1. In your statement, you say "The seriousness of intolerance that I see in our society is one of the driving forces that leads me to create work." Was there ever a specific event or instance that lead you to address these issues in your work?
There wasn’t a specific instance or event that I can look back to and say that was the moment that I decided to starting making work like I do. It was more that at some point I had the recognition of the desire to question social injustices that I saw occurring over and over. Through my art I also realized that I had the power and vehicle to highlight issues that I felt were crucial to discuss and consider but were being overlooked.
2. The majority of your work consists of performances; some require interaction with the public and almost all are performed in front of some sort of audience. How important is it to you that there is an audience? Does the audience ever inform or shape the piece?
I’ve done both live performance and performance for video that doesn’t involve a live audience at all. The importance of having a live audience, for me, is dependant conceptually upon the piece itself.
There are certain pieces that need to be performed live. The audience can shape the environment surrounding the piece-the overall mood and “vibe” of the space. When audience participation is asked for their willingness to, in a way, become apart of the piece may effect the final outcome. For example in the piece “Marker” where I asked the viewers to write derogatory words on my body—their interaction and participation really shaped the piece itself.
I enjoy live performance because there is always an aspect of an audience that can quite be controlled. If it’s nothing but their reactions to the piece-that is something that I can’t plan for in advance but may effect, at least my mental state during the piece. It’s a very interesting position to be in-in front of a live audience.

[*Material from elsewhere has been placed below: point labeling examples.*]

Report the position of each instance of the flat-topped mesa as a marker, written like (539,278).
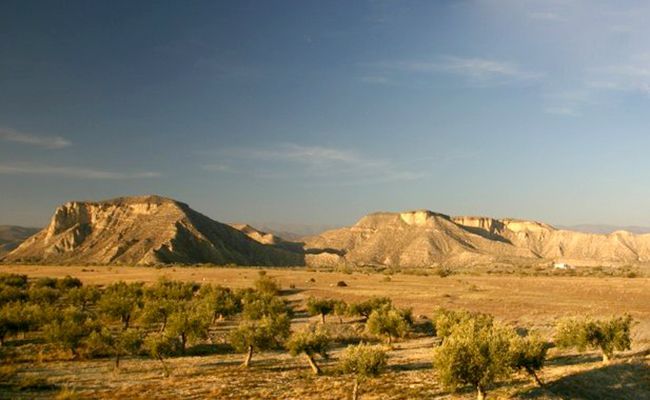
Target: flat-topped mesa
(144,230)
(497,226)
(417,218)
(421,217)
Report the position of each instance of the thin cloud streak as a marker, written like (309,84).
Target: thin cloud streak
(50,142)
(70,172)
(480,71)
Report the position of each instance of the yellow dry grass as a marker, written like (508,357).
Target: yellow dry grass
(525,301)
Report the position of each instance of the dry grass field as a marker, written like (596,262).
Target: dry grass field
(532,302)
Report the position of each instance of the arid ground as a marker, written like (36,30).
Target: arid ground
(531,302)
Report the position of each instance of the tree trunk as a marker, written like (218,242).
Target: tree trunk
(247,361)
(480,393)
(312,364)
(535,377)
(605,358)
(164,365)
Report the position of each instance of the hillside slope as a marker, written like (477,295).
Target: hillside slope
(12,236)
(143,230)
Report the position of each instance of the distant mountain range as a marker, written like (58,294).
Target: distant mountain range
(605,229)
(156,230)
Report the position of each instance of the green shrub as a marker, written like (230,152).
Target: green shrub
(310,342)
(529,354)
(390,322)
(320,307)
(269,332)
(606,335)
(362,361)
(474,353)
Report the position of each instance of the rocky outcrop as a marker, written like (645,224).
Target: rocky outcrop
(12,236)
(424,238)
(144,230)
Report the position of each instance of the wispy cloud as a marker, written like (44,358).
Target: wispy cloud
(70,172)
(318,164)
(633,76)
(50,142)
(477,71)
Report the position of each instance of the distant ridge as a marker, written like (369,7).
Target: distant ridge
(143,230)
(148,230)
(422,238)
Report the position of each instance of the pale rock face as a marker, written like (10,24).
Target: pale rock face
(143,230)
(419,217)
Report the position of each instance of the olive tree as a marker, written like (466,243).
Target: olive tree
(607,335)
(320,307)
(474,353)
(309,342)
(70,327)
(116,342)
(222,301)
(266,333)
(529,354)
(389,322)
(362,361)
(160,346)
(190,321)
(17,317)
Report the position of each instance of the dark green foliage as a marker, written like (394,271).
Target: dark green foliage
(366,307)
(474,353)
(83,297)
(445,320)
(267,285)
(320,307)
(363,360)
(189,321)
(222,301)
(13,280)
(70,328)
(606,335)
(310,342)
(529,354)
(390,322)
(68,283)
(121,301)
(269,332)
(163,298)
(17,317)
(160,346)
(9,293)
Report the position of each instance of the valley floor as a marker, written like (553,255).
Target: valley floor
(533,302)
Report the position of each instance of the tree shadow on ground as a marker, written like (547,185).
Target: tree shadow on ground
(574,359)
(623,381)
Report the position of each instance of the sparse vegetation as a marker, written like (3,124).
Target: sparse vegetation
(606,335)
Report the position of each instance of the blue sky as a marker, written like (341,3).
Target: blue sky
(319,112)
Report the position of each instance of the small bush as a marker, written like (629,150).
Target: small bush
(606,335)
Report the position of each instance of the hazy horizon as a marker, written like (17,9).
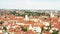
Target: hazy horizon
(30,4)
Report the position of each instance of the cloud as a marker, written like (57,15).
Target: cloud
(28,4)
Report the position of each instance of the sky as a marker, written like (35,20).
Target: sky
(30,4)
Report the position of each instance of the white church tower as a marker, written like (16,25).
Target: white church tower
(51,14)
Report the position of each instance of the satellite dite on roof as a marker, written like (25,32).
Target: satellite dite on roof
(26,18)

There is nothing comparable to experiencing a live performance-seeing the “action” in person along side a community of other viewers and sharing in the sights, sounds and smells that can inform the experience is a very unique opportunity.
There are some performance artists who do not believe in documenting the performance. If the piece is not seen live then it is not experienced in any other form. I do understand and respect those preferences however for my own work I enjoy the fact that a piece can have two separate iterations based around the same content.
The photographs and videos that I create and gather from my performances serve to extend the life of the piece in a way but should also be viewed differently than the performance. They allow the concepts of the piece to still be experienced but are not a substitute for viewing the live piece.
The serve to offer post performance insight into the ideas and a second hand visual experience of what may have occurred.
4.What's next for Mary Coble?
There are a few concepts that continue to reappear in my thought processes and consistently seem to engage me such as my interaction and relationship to my neighborhood within DC, the issues surrounding gay marriage and the lack of basic human rights that I see occurring around the world.
I usually have several ideas that I’m thinking about at any given time, some of which come to fruition while others remain just ideas that maybe be worked on later. So, I’m not really sure what will happen next-I’m anxious to see!
5. What are you currently obsessed with?
I seem to always be obsessed with something and it changes very often. As of now it’s: the Art House Co-op, the Skowhegan Artist Residency Program, community based art practices, origami, vacuuming, orange cinnamon buns and staying warm when biking.